For one thing, events where the teenage Diana experiences success have the golden haze of recollections, but this gilded texture doesn’t change in any meaningful way when the movie’s flashbacks begin to focus on traumatic experiences, like her sexual assault at the hands of her swim coach. Pittman shoulders the weight of this difficult subplot with a thoughtful depiction of self-doubt, but the way these flashbacks appear as the film goes on becomes increasingly arbitrary and mechanical. In the present, Diana will be focused on the task at hand, with little by way of Bening’s performance to suggest that these memories have much bearing on her in a given moment, and even less by way of the movie’s editing to create a fluid emotional connection between any two past and present scenes.

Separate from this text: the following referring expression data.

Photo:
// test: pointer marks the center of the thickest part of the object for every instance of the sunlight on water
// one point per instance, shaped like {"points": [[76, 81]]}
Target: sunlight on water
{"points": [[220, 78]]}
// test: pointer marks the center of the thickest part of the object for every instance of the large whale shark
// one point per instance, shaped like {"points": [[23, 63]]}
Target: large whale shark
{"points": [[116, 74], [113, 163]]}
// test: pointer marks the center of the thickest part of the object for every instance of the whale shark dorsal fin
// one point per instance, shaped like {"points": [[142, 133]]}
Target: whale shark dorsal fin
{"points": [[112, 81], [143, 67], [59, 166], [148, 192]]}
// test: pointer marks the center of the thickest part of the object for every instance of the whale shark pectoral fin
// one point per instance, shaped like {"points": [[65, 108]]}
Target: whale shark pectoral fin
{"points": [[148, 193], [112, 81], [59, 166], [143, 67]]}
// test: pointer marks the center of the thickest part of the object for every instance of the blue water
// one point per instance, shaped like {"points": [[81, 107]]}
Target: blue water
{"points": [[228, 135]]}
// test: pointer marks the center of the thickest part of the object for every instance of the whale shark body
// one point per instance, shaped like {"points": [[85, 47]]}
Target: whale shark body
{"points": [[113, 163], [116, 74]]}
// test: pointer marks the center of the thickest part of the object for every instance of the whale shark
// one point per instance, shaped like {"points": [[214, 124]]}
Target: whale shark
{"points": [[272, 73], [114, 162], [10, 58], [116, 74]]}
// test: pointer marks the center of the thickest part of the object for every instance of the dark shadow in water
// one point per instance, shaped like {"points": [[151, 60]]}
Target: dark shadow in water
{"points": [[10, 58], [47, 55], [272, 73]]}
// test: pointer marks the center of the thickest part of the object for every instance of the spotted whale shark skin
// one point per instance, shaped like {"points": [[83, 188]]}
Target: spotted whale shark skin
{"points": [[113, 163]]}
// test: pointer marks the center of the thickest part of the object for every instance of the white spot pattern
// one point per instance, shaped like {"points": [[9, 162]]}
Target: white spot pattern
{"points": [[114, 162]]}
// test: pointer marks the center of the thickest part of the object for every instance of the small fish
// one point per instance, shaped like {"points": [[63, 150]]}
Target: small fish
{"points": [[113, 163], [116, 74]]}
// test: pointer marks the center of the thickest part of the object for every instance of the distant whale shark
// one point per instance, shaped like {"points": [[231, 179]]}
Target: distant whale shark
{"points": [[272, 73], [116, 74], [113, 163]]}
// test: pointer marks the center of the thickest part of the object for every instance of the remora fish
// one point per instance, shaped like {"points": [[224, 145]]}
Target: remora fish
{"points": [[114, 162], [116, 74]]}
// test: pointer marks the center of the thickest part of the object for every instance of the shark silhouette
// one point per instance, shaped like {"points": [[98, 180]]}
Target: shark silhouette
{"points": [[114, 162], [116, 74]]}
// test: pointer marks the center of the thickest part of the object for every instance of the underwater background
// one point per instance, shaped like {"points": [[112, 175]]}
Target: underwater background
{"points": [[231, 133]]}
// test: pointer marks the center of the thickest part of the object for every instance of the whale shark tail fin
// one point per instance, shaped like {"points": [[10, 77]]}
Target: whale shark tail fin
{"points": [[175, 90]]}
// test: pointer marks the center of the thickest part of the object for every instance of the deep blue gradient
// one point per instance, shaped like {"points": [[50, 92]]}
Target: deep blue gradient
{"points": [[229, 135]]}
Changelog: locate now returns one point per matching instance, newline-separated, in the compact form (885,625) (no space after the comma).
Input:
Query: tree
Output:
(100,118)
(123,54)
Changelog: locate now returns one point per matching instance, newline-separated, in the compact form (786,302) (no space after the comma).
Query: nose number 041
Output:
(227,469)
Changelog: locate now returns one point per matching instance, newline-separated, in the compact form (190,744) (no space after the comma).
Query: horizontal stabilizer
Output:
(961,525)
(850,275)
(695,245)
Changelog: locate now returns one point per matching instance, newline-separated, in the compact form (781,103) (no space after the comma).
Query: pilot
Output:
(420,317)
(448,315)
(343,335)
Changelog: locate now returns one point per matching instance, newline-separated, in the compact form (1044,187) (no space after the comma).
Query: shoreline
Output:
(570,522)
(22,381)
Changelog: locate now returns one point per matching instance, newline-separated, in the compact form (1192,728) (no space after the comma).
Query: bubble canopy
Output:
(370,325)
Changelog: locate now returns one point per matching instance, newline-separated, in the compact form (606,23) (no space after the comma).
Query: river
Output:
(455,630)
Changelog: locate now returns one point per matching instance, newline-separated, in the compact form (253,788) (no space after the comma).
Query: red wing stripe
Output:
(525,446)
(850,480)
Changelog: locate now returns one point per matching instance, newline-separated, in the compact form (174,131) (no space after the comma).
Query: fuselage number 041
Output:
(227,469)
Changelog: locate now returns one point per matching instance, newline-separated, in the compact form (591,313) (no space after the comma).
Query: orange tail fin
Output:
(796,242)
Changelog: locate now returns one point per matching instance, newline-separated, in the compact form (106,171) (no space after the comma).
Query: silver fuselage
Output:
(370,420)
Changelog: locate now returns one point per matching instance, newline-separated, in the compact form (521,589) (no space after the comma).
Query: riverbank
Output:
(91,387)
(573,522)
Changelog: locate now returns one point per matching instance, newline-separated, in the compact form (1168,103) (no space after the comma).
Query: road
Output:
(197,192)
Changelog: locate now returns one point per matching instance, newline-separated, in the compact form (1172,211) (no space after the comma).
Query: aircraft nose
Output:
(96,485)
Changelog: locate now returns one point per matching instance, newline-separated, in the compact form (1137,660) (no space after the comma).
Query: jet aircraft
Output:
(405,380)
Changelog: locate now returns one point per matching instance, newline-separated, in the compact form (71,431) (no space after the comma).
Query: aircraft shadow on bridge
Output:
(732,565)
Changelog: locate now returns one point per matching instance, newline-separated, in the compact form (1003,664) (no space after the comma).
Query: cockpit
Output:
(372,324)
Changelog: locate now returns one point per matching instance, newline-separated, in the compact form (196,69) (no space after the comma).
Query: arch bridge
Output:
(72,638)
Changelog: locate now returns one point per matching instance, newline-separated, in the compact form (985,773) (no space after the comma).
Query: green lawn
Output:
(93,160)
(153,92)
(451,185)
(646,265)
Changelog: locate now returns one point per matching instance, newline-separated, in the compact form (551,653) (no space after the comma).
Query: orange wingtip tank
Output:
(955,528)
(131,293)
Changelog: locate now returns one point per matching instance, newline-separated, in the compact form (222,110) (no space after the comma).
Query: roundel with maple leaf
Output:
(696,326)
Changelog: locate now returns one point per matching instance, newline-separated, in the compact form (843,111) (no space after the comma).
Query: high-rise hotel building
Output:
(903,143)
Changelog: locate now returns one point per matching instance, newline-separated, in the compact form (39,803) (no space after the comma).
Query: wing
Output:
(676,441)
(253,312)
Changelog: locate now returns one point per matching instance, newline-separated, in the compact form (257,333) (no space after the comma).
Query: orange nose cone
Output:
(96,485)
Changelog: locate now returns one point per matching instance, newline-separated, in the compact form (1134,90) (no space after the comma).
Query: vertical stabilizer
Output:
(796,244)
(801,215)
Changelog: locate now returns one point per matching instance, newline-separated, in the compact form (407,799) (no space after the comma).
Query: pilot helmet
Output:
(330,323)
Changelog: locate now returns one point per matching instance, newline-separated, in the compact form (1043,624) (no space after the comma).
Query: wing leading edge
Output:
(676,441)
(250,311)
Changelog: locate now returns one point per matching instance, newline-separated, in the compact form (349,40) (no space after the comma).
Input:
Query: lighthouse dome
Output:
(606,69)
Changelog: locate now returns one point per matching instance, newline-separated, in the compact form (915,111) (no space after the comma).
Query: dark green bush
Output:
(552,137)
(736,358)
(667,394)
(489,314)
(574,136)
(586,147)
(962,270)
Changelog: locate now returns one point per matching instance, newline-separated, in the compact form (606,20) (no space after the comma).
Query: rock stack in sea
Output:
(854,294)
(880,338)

In fact, when this trauma from decades prior does finally rears its head, Diana convincingly asserts that it’s something she no longer thinks about, despite the movie framing it as an all-encompassing event that defines her. This denial is something that could, in theory, be called into question, as an armor Diana builds around herself, but the result is far too straightforward for such a reading. That this assault is an aspect of Diana’s life she’s written and spoken about at length seems reason enough to include it in the film, but it’s handled without the kind of craft and care that might’ve made it feel in tune with the rest of the film. 

It’s the center of a major disconnect between the filmmaking and writing that’s never resolved; everything from the editing to Bening’s performance suggests that Diana’s unyielding focus on her mission leaves little room for anyone else in the present, let alone a monster from her past. And yet, this element of her backstory prods constantly at the movie’s fabric, as a recurring reminder for the audience but seldom (if ever) a reminder for Diana herself. So, when she eventually claims she hasn’t thought about it in years, the movie itself gives us no reason to doubt her. It becomes a horror far too easily dismissed

As it happens, there’s no dearth of trauma or suffering in the present during Diana’s journey (which her story of assault ought to have either been tied to in some way, or dropped entirely). In fact, it’s during the most arduous hurdles along Diana’s swim that the movie takes on occasional abstract qualities, as though her delirium after several sleepless days in the water had somehow infected the camera too. It’s beautiful and dangerous, representative of both the powerful ocean and the film itself. Nyad breathes with an increasing vitality the closer Diana gets to the Florida coast, recalling the intensity the directing duo brought to their Thai cave rescue documentary The Rescue.

The camera never shies away from her cracked lips or inflamed skin when she’s spent hours in the seawater, and it doesn’t shy away from her wrinkles, either  — or Bonnie’s, for that matter. It’s a movie in which age is both obstacle and strength, and it allows Bening and Foster to play their ages gracefully, as actresses in their sixties. Whatever it struggles to say about bravery in the face of wounds from decades past, it manages to say tenfold about the way its characters choose to live now. Nyad builds to exuberant emotional crescendos that feel straight out of the schmaltzy Hollywood biopic playbook, but these scenes transcend cliché thanks to the emotionally resonant performances at their core.  

Nyad was reviewed out of NewFest 2023. It opened in limited release on Oct. 20 and premieres on Netflix Nov. 3.